At this point I'm comfortable in putting transformers as one of the top three de...

visarga · on April 11, 2022

This paper shows we can combine models like lego bricks even without end-to-end training using language as intermediate representation. That means more flexibility in training the models, each on its own dataset, and more ways they can be combined in. By getting rid of fine-tuning the models may retain their robustness to distribution shifts.

robbedpeter · on April 11, 2022

I think of the logic directing input through various different models and recursion in multiple pass inference as similar to executive function in a brain. Models are getting better and smaller, to the point you can use things like gpt-neo 125m with under 2gb vram, and you can run many-shot prompts to achieve much higher quality results than zero-shot output from larger models.

Gpt-3 type models are very good at selecting for arbitrary qualities from among a list of options. Generating a list of 10 potential answers, then running prompts on the candidates to select for quality, accuracy, style, and so forth resembles the cyclic formulation of ideas in humans. The process used to generate essays and articles - draft, edit, revise, simplify, repeat until satisfied - can be implemented trivially. Those processes will transfer to larger models, and things like RETRO reduce resources by orders of magnitude.

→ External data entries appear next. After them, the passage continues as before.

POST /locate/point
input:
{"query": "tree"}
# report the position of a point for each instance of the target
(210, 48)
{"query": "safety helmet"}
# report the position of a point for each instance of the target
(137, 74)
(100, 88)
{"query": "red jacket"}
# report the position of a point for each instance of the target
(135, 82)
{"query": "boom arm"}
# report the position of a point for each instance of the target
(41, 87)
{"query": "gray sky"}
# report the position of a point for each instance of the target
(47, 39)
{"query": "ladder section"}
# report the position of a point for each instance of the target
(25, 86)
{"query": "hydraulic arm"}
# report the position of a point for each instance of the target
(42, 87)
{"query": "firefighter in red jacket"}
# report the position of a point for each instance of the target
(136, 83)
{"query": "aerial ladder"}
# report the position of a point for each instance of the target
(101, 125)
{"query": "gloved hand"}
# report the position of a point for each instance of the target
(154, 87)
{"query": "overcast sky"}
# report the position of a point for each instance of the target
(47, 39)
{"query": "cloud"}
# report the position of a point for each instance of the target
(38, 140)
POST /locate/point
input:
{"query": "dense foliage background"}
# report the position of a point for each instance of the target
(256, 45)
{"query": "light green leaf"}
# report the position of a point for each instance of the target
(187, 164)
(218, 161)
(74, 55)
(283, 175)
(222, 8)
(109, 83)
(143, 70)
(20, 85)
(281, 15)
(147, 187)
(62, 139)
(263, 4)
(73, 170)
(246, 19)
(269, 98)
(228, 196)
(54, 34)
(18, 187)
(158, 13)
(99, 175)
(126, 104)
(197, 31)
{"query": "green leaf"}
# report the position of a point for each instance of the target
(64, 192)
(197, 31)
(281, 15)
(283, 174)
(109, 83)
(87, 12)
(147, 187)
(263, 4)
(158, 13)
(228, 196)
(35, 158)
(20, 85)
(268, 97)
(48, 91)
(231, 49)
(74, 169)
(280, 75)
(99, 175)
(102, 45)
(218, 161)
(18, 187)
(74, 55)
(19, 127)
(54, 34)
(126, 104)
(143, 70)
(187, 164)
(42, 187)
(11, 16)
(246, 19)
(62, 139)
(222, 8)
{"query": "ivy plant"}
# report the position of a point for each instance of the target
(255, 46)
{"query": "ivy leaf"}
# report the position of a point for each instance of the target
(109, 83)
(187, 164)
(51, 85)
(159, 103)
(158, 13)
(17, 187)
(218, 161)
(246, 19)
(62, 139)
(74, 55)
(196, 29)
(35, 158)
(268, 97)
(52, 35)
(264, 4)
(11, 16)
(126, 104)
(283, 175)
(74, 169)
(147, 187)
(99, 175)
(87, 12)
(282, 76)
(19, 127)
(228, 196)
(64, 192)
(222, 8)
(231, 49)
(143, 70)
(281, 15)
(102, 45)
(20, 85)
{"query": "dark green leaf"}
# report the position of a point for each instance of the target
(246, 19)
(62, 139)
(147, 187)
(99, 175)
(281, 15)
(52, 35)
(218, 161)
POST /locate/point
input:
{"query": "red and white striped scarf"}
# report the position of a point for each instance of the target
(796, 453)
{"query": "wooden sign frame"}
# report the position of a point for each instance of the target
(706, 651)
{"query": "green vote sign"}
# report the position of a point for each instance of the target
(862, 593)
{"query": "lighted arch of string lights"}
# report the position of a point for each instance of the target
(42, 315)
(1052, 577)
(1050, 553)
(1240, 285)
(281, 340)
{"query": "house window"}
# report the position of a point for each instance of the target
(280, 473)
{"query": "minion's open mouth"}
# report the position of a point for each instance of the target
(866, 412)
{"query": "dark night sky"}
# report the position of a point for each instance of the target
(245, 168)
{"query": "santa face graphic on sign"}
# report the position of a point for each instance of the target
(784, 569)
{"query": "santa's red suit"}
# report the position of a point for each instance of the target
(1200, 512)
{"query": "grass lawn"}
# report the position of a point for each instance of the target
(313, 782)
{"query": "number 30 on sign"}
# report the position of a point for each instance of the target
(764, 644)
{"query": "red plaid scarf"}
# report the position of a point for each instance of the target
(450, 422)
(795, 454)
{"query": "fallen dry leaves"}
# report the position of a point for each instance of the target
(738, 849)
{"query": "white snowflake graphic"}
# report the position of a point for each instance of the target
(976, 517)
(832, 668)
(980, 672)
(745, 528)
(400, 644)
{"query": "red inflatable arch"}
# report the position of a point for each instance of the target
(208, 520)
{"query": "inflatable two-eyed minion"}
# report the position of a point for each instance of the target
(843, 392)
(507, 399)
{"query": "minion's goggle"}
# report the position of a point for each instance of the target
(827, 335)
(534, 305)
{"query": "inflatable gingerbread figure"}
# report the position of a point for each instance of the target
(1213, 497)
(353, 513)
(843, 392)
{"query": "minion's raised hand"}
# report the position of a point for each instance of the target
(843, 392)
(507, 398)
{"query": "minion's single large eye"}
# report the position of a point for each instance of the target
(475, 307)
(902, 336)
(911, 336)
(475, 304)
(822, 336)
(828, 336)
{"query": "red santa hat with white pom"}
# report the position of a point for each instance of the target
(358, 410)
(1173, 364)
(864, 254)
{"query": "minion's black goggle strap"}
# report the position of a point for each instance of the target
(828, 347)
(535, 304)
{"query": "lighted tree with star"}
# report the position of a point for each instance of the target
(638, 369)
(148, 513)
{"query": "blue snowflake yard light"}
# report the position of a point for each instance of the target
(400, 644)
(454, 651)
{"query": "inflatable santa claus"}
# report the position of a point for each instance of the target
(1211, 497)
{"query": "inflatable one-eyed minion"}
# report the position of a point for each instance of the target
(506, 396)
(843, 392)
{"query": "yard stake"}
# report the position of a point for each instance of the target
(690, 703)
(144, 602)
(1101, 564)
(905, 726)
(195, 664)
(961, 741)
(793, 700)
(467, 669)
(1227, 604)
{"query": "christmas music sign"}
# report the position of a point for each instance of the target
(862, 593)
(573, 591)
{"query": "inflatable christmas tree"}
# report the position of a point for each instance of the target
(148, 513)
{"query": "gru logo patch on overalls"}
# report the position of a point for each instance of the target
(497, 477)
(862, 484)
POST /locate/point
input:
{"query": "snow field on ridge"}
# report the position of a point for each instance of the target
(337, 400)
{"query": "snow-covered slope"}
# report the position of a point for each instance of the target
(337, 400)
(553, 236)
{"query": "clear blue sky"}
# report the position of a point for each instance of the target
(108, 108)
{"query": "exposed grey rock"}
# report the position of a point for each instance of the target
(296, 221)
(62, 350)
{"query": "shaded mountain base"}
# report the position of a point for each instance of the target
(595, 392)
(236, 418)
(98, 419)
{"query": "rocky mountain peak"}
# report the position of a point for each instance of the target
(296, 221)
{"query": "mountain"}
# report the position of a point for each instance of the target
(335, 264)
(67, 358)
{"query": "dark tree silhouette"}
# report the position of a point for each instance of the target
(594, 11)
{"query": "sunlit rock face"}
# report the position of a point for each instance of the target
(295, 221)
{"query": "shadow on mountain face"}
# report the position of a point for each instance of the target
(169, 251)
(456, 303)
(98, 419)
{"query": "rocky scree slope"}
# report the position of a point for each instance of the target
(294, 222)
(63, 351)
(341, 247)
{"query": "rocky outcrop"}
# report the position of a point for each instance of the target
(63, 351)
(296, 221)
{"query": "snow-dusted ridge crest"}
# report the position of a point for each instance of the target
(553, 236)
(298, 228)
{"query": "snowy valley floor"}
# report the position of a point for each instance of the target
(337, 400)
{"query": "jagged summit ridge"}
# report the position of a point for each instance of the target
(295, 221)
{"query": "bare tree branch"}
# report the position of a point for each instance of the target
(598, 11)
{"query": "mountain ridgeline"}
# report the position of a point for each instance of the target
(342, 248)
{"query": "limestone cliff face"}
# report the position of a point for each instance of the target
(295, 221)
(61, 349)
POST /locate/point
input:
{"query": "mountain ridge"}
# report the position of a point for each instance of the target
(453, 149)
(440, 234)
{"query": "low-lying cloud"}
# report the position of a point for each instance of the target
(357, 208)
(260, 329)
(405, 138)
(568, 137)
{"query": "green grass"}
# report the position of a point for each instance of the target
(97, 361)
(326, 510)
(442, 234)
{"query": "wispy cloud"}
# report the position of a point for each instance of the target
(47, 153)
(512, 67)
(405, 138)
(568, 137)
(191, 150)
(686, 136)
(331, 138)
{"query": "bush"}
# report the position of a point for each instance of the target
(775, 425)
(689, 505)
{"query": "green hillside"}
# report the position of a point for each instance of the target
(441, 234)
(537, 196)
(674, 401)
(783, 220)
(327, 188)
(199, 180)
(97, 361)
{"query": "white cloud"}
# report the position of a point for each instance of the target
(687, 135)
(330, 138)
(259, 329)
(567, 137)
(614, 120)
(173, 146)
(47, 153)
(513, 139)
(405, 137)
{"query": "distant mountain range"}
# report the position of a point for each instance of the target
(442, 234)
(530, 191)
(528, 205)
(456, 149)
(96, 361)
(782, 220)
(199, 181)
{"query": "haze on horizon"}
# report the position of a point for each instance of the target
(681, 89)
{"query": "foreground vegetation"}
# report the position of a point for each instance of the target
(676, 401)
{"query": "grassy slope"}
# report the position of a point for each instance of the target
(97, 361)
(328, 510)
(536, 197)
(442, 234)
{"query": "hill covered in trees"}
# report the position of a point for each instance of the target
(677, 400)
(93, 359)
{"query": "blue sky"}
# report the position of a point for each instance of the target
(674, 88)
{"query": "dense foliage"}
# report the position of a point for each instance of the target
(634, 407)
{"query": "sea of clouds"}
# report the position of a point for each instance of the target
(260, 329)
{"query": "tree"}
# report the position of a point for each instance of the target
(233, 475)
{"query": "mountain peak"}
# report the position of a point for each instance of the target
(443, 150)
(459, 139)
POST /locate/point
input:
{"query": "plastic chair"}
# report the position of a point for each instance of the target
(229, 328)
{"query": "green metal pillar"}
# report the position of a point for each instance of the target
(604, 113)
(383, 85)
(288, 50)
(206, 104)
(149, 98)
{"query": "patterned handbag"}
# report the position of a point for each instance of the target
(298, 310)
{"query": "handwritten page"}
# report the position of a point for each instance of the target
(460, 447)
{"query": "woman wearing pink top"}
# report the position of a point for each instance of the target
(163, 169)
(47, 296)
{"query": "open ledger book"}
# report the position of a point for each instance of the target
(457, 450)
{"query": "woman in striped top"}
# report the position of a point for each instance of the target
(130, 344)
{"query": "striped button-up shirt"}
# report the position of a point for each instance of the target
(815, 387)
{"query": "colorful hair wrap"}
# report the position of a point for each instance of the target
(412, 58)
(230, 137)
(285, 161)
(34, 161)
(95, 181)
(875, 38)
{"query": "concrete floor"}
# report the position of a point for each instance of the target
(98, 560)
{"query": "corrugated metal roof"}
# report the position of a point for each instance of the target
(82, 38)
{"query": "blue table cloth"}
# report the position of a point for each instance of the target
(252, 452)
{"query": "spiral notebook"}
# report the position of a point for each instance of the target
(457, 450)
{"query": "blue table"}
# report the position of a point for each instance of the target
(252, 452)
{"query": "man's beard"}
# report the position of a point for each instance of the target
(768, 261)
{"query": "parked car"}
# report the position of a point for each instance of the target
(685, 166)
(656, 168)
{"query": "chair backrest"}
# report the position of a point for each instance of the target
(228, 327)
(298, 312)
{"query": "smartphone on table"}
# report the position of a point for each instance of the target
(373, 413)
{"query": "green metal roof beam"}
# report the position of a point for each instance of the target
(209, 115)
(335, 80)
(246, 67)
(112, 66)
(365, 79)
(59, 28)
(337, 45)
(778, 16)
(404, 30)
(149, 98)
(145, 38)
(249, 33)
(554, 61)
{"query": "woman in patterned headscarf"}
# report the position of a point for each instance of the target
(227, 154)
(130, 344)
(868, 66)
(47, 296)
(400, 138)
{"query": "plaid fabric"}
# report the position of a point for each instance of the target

Cognitive architecture seems to be an accurate descriptor of the use of multiple models and the logic layers for many-shot, many model development.

It may not be human level with zero-shot output, but how many humans produce human-level output in their stream-of-consciousness output? The act of consideration, recursing over an idea and refining it, is achievable with these models in a way that humans can debug and tweak cycle to cycle.

Multipass "consideration" and revision methodologies can capture almost any meta-cognitive processes used by humans, whether it's Socratic method or the AP style guide or an arbitrary jumble of rules derived from 4chan posters.